Saturday, July 02, 2005

...with Liberty and Justice for ALL.


unclebobbycollage
Originally uploaded by Randuwa.
This is a phrase from our pledge of allegiance to our flag. It's something I have recited a little over 6,000 times in my life. Researchers tell us that it takes about 15 repetitions of something to commit it to memory. So 400 times that would seem to commit it to the soul. It is something that I profoundly believe in. It is something profoundly lacking in the current leadership of our nation. So much has been written about this moral abyss, that I don't plan to add anything new or insightful to it. It just saddens me deeply.

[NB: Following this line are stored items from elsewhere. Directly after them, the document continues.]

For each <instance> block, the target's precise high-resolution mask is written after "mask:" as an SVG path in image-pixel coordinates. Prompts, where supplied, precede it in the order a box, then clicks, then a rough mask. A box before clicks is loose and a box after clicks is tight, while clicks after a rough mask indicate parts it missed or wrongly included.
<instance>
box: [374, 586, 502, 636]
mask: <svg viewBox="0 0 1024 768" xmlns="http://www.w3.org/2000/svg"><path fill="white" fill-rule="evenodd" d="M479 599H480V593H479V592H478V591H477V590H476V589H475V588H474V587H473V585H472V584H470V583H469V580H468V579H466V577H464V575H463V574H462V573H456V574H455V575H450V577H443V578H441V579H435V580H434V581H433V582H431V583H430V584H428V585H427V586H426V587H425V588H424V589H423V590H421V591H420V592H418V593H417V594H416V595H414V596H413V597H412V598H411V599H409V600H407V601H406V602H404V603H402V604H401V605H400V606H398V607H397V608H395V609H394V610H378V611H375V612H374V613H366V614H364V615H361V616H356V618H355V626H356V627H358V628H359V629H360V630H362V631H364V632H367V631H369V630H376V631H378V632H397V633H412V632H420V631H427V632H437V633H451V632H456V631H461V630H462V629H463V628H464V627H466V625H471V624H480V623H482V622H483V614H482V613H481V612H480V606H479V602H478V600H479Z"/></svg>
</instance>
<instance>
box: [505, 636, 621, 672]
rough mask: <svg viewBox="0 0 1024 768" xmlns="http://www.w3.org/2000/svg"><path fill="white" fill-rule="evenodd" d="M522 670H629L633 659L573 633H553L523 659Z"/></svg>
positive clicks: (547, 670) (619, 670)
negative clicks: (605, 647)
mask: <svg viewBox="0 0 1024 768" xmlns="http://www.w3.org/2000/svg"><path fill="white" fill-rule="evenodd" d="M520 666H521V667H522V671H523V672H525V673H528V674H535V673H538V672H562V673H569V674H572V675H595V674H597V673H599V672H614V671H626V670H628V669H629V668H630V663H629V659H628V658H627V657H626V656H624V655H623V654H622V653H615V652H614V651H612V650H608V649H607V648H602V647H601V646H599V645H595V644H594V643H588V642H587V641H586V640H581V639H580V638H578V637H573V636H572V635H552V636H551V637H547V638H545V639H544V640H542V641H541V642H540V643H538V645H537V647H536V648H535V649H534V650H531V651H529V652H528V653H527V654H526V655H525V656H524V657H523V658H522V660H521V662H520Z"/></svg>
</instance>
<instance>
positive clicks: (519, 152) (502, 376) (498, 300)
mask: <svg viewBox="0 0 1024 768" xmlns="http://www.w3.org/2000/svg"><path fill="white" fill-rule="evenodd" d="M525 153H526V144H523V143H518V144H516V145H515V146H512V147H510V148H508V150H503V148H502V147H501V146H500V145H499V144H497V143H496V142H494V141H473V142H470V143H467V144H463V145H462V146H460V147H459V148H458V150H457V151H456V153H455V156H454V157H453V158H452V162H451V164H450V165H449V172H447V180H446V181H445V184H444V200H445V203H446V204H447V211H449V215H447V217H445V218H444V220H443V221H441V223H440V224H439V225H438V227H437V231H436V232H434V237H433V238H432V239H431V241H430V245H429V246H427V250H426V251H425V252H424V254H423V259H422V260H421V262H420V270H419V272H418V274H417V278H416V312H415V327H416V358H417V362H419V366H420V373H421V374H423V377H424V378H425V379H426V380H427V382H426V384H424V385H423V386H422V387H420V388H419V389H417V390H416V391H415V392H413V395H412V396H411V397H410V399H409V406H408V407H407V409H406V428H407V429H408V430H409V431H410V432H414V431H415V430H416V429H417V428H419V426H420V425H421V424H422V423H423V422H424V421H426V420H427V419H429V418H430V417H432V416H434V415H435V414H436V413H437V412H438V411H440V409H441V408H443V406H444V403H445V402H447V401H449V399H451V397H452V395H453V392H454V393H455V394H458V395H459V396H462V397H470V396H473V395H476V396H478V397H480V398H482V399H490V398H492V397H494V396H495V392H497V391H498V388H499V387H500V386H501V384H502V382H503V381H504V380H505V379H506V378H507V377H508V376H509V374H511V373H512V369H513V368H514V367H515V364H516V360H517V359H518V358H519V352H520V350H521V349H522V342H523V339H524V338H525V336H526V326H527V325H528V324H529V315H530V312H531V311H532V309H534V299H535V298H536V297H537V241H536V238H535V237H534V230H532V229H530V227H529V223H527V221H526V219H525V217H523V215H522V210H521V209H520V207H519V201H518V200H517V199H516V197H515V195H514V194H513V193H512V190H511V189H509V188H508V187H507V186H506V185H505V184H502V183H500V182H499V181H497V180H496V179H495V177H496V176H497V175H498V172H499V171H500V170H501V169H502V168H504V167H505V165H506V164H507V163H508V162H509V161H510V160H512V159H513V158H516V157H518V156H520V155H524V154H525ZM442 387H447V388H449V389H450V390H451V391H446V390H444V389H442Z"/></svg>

Yet being a citizen of this amazing nation does not sadden me in the least. It is an unwarranted fact, based upon the accident of my birth, that I give thanks for every single day. Because though the clouds of jingoism and neo-fascism cast their shadows upon the shining principles that founded this nation, they will not endure the test of time. We are a greater people than our current leadership realizes.

But enough of this...the founding of our nation is a day to remember and celebrate. On the cusp of July 4th, (as nearly 1,800 Americans have given their lives in a dubious conflict that only lies would justify -- okay, one last jab!), I want to remember my uncle Bobby -- Robert Lee by birth. He joined the army while the ink on his high school diploma was still drying, against the will of his mother (my grandmother), so compelling was the cause: to stop the spread of Fascism and the Nazi juggernaut. He trained in Mississippi and was sent to England. On December 24, his ship left the port of Dover on its way to the conflict in Europe. But it never arrived. The USS Leopoldville was torpedoed by a Nazi submarine shortly before 6 PM on Christmas Eve. In letters from the men who survived that horrific experience, his friends testify to Bobby's sacrificial actions. A Staff Sergeant, Bobby removed his life jacket and gave it to another man, and eventually dove into the icy waters of the English Channel in hopes of a miracle...but it was to be his grave.

So, I never knew my uncle Bobby. He died almost 17 years to the day before I was born. Growing up, I heard many stories about his happy-go-lucky personality, his generous nature, his impish side, (something my family has deeply embedded in our genes!) I have a copy of a report he wrote back in 1942 as a Junior in high school. It's titled, “Me, Myself, and I”. It's written in his own hand, and is the only record of his life in the first person that exists. You can imagine how I cherish it. When my grandmother succumbed to the dementia of Alzheimer's she began to refer to me as Bobby, whenever I would visit her in the nursing home. And while this drove my father crazy, I was really happy to be “Bobby” for her. Like Lazarus from the grave, she saw me, and the dead was resurrected. She would tell me things about Bobby in these moments simply by interrogating me as if I was him. He must have been a good man.

So I remember this good man I never knew on this Independence Day. And I trust that his sacrifice, like all of the sacrifice made in the name of this nation, was made in the full hope and faith that the United States would exemplified the credo: “One nation, with liberty and justice for all.”